Une poudrière en formation

En Irak même, tout indique que les dirigeants américains commencent à prendre conscience qu'ils ont affaire à une situation potentiellement explosive. C'est ce que pourrait laisser penser le remplacement de l'ex-général Jay Garner et de toute une partie de son équipe. Ce qui est reproché à Garner n'est pas, comme on l'a dit, d'avoir été trop lent à rétablir des conditions de vie normales pour la population -ce dont Bush se moque bien- mais de ne pas avoir su rétablir l'ordre. Ce n'est pas pour rien si Bremer, son remplaçant, bien qu'ancien diplomate, a passé l'essentiel de sa carrière à s'occuper de terrorisme.

Mais quel ordre peut-il y avoir dans un pays où rien ne marche plus, où l'électricité ne fonctionne qu'un jour sur deux, et encore pour quelques heures seulement et pas partout, et où il n'y a toujours pas d'eau potable? Qu'est-ce qui peut empêcher la colère de la population de monter face à ces forces d'occupation qui n'ont rien prévu et ne font rien pour reconstruire ce qu'elles ont détruit?

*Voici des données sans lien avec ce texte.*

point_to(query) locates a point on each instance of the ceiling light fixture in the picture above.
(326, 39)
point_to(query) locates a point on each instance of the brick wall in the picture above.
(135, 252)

Au point même que le choléra en arrive à gagner les grandes villes du pays et que les médecins ne peuvent rien y faire, à la fois du fait de la pollution des eaux mais aussi parce que le matériel médical et les médicaments les plus élémentaires manquent.

Dans le sud du pays, le plus touché par la guerre, ce sont les forces intégristes chiites qui sont sans doute en train de capitaliser ce mécontentement, ne serait-ce que parce qu'elles ont été les premières à occuper le vide politique laissé par l'écroulement de Saddam Hussein.

À Nassiriya, à en croire la presse, l'ayatollah Mohamed Baker Al-Hakim, président du Conseil Suprême pour la Révolution Islamique en Irak (CSRI), a été accueilli triomphalement à son retour d'Iran, après 23 ans d'exil. Et son organisation a beau avoir été partie prenante des discussions avec Jay Garner en vue de la constitution d'une "autorité irakienne consultative", l'ayatollah n'en a pas moins proclamé sa détermination à refuser de participer à un gouvernement qui serait imposé par les autorités d'occupation.

Alors que se passera-t-il si le mécontentement de la population en venait à prendre un caractère explosif? Les États-Unis se trouveront-ils face au seul choix de se tourner vers l'intégrisme chiite pour tenter de contenir la colère de la population pauvre?

D'une certaine façon, ce ne serait d'ailleurs qu'une répétition de ce qui se passa en 1920 dans les débuts du mandat britannique et un autre aspect de la régression sociale résultant de cette dernière guerre impérialiste.À l'époque aussi, les occupants avaient provoqué une révolte de la population dans le sud et le centre du pays, non pas tant du fait de l'occupation elle-même que du fait de l'aggravation des conditions de vie qui en avait résulté -comme aujourd'hui. Et déjà à l'époque, après avoir noyé la révolte dans le sang, les colonisateurs anglais s'étaient appuyés sur les forces religieuses et tribales pour contenir la population pauvre. Mais en 1920, les ayatollahs ne prêchaient pas encore la république islamiste contre l'envahisseur américain.